Digital players on the radar
To date, none of the big digital players have been close to cutting a deal for live sports rights, but leagues continue to watch them closely. These are the five players most frequently discussed as potential bidders.
Part of the reason that most executives are looking at Google is because the company already has started dabbling in sports. Virtually every league and most TV networks have some sort of sports channel on Google’s YouTube. With a market cap of close to $200 billion, leagues are hopeful that the company will become more interested in competing for mainstream digital rights. Said NFL Media COO Brian Rolapp: “YouTube and Google still have huge reach when it comes to the Internet.”

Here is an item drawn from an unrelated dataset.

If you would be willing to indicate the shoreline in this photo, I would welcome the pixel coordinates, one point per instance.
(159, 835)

Leagues and networks already have business relationships with Apple for various apps, from which several leagues make their out-of-market game packages available. Apple also has deep pockets, with a market cap of more than $520 billion, but its pay-per-view business model is not conducive to the mass audiences that watch live sports. Said the NFL’s Rolapp: “Apple has built an outstanding cross-platform commerce platform.”

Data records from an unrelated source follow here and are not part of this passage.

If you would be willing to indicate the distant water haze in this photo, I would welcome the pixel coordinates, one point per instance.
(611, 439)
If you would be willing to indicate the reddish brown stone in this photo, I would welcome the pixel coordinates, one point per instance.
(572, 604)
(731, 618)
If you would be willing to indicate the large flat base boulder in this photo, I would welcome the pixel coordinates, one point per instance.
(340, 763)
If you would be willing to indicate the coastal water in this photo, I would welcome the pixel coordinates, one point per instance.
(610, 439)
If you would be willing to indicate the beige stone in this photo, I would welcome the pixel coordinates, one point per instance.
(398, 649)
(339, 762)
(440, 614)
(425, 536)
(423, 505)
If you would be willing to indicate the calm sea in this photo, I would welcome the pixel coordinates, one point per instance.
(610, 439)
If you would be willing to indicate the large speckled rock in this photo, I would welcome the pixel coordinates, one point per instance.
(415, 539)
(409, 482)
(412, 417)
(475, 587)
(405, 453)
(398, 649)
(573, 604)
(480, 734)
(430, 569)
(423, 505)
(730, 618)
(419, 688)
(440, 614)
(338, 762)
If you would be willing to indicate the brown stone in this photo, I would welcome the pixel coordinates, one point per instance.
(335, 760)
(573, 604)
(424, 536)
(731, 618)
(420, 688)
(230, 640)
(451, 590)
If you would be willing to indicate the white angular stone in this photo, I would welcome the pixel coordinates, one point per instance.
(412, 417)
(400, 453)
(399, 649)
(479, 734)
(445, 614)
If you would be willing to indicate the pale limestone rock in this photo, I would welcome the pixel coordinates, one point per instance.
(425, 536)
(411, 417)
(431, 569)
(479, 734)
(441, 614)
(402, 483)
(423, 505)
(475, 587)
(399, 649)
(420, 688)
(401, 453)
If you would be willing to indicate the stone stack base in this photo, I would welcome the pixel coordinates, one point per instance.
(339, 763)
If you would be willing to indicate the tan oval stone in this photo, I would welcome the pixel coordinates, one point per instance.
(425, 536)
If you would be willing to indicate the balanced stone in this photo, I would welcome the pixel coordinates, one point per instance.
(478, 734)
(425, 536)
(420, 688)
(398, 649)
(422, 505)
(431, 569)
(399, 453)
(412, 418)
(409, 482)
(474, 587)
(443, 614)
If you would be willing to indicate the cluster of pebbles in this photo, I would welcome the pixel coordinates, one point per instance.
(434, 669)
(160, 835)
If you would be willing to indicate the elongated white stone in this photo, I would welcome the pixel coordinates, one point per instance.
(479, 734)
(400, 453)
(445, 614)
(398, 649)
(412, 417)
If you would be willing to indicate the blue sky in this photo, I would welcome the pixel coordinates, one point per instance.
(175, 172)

Around 40 million people subscribe to Xbox Live, making it, effectively, the biggest multichannel video provider in the country. “That’s a pretty big installed base right there,” said NBA Executive Vice President Bill Koenig. Xbox Live users have access to sports like ESPN3, plus deals with various leagues for highlight rights. Said the NFL’s Rolapp: “The Xbox essentially could be a video delivery to your home with a lot more processing power than your set-top box, so you could do more interactive things. … Microsoft needs to decide what kind of content they are going to deliver, if they’re going to be a complement to pay-TV or are they going to compete with it.”
Around 26 million people stream Netflix content to their home, a number that intrigues rights holders. “Netflix is a big player with a globally available distribution platform,” said Bedrocket Media Ventures CEO Brian Bedol. “So far, though, they haven’t shown any inclination to being interested in sports.”

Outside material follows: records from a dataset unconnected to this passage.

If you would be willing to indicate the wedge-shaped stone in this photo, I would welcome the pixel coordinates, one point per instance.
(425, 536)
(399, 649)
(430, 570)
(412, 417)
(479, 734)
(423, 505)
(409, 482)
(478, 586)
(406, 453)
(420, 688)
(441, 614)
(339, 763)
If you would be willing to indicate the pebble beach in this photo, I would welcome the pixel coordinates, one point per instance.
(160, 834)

It’s impossible to ignore the sheer number of people who use Facebook: 901 million people per month, including 526 million people every day. Earlier this spring, ESPN made college games available on Facebook via ESPN3. Leagues are keeping a watchful eye to see if Facebook will try to acquire more rights. Said the NBA’s Koenig: “We put content on Facebook to help push people toward our other content platforms. Facebook is today our No. 2 referral to NBA.com.”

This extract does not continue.